Most interviewees also connected the employment restrictions and inability to find jobs outside the camp with these overarching narratives of inferiority and prejudice towards Palestinians. One participant succinctly stated that ‘this is all part of the rhetoric of hate towards Palestinians’. Another participant noted that ‘the government has placed these restrictions on us to ensure that all Palestinians leave, because this hinders our ability to become more educated and sophisticated, which is something important to us’. Similarly, a third participant expressed: ‘the government wants us to leave, and already so many have left’. This seems to support the idea that the strongest reason for restricting access to employment is to ensure that Palestinians do not remain in Lebanon.
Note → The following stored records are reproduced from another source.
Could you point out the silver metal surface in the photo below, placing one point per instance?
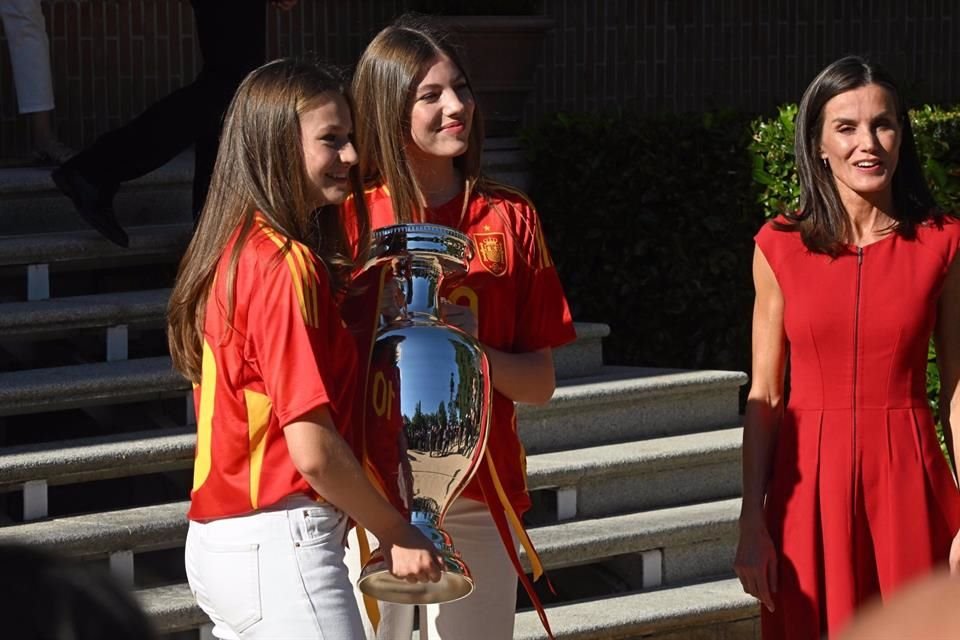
(428, 401)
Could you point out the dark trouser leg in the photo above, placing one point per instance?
(232, 40)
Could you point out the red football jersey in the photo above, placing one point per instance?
(514, 291)
(284, 353)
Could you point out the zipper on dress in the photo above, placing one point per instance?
(856, 366)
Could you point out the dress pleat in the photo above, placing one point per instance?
(861, 499)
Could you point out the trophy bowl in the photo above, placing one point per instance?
(427, 407)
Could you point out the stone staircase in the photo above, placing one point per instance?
(634, 472)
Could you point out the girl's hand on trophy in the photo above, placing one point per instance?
(414, 558)
(460, 317)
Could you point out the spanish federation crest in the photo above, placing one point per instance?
(492, 249)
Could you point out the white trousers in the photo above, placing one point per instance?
(486, 614)
(26, 33)
(277, 573)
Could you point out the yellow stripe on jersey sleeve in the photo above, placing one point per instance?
(208, 389)
(258, 417)
(300, 277)
(309, 274)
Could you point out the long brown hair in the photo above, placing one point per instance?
(822, 220)
(259, 169)
(383, 87)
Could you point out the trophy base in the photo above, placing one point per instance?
(376, 581)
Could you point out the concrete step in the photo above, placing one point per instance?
(172, 608)
(98, 458)
(714, 610)
(56, 388)
(588, 481)
(631, 403)
(650, 548)
(584, 357)
(165, 242)
(666, 546)
(645, 474)
(83, 312)
(31, 203)
(97, 535)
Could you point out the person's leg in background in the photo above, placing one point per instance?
(232, 39)
(26, 32)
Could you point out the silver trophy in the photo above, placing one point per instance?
(428, 400)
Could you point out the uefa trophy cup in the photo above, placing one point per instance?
(428, 401)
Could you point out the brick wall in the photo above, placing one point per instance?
(690, 55)
(111, 58)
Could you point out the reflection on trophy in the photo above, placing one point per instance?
(428, 401)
Thus, restricting access to employment is a strategy that is employed to prevent refugees’ integration into society. For Palestinian refugees this means continued barriers to social and economic integration into Lebanese society, despite being in the country for over 70 years.”

 

(Source: Samih Eloubeidi & Tina Kempin Reuter/ The International Journal of Human Rights, “Restricting access to employment as a human rights violation: a case study of Palestinian refugees in Lebanon”, Perceptions of restricted access to employment on integration, 11 April 2022, pp. 7-8)

 

The Dutch Ministry of Foreign Affairs published a report on Palestinians in Lebanon in January 2021 which stated that: “10.2 Discrimination on the part of the Lebanese people

The Lebanese people have a negative image of Palestinians. This negative image applies less to Christian Palestinians, who are more accepted in Lebanese society [Jerusalem Institute 2019]. Palestinians in Lebanon are seen as a separate group and are often blamed for the outbreak of the Lebanese civil war. For example, Palestinians are discriminated against in the labor market because of social stigmas and legislation (see also 10.3). Palestinians are associated with radical groups and are denounced in the media as criminals [DIS 2014; Home Office 2018]. Provocative opinions about Palestinians are widespread in Lebanon, according to a source, and are hardly censored or criticized by the government.” (In-house translation. The translator is a native Dutch speaker)

ORIGINAL SOURCE

“10.2 Discriminatie van de zijde van de Libanese bevolking

 

De Libanese bevolking heeft een negatief beeld van Palestijnen. Dit negatieve beeld geldt minder voor christelijke Palestijnen die meer geaccepteerd zijn in de Libanese maatschappij.313 Palestijnen worden in Libanon gezien als een aparte groep en krijgen vaak de schuld voor het uitbreken van de Libanese burgeroorlog. 314 Zo worden Palestijnen gediscrimineerd op de arbeidsmarkt vanwege sociale stigma’s en wetgeving (zie ook 10.3). Palestijnen worden in relatie gebracht met radicale groeperingen en worden in de media afgedaan als criminelen.315 Provocatieve meningen over Palestijnen zijn volgens een bron wijdverspreid in Libanon en worden nauwelijks door de overheid gecensureerd of bekritiseerd.”